Mugabe’s farm workers lament his takeover

Mugabe's workers lament his takeover

Robert Mugabe always argued that his land seizures would liberate Zimbabweans from poverty, but those who work on his farms say they were better off under their former bosses.

Telegraph By Peta Thornycroft in Harare

25 Sep 2009

Violent land seizures began in Zimbabwe in 2000 carried out by so- called "war veterans" (pictured) Photo: AFP/GETTY

Misheck – whose real name cannot be disclosed for fear of reprisals – grew up on one of the farms on Mr Mugabe's estate and his two children were born and are schooled there.

"The farm managers are cruel. The new one doesn't let us go into the fields after the combines have been in to pick what's left, wheat seeds, potatoes, sweet potatoes," he said.

"The previous farmers gave continuity and used the farm properly, and we got bonuses after a good harvest. He also listened to our personal problems. Getting a loan now is a thing of the past," he said.

After the farms were invaded, he said, "they stopped workers from doing anything on the farm if they were suspected of loyalty to the previous owner, or connected to MDC. They would harass and beat people."

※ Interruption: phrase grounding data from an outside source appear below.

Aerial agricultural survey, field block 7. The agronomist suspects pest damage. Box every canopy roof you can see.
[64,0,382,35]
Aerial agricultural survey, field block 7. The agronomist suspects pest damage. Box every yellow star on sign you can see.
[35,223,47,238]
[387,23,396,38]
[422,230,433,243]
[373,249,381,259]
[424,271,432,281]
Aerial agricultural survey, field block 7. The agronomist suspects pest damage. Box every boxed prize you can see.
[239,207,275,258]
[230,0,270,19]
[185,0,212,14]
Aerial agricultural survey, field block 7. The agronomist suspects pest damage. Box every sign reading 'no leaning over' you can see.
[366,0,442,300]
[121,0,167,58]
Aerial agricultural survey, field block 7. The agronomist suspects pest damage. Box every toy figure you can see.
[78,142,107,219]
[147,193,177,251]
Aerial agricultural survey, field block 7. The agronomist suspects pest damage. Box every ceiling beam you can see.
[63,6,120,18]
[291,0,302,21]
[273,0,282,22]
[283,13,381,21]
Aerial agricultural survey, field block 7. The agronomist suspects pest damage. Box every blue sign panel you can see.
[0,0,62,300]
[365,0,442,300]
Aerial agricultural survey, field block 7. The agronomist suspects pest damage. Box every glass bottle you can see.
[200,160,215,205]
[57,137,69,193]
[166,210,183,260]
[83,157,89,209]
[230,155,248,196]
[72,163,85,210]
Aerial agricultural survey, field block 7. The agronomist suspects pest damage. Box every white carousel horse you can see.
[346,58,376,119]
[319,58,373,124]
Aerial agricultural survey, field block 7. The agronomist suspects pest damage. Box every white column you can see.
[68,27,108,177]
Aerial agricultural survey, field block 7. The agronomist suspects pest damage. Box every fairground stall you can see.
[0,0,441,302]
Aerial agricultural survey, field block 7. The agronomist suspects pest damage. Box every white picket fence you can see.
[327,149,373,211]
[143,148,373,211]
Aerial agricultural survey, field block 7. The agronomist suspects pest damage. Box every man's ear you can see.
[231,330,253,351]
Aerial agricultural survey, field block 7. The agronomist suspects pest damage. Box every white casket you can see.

Later rumours circulated that the farms had been taken for the president.

"First we were told we would be working for ARDA, then later we were told the farms belong to the president. Some were told by [agriculture minister] Joseph [Made], some were told by management.

"Some who had been working for ARDA were upset because by moving to Gushungo, [Mr Mugabe's company] they would lose their pensions." Workers say they are paid minimum wage for the jobs they carry out, which ranges from £13 to £25 a month. They receive enough maize meal for their families and recently were also given vegetables, and have free accommodation. Some of the workers' villages have electricity, while others do not.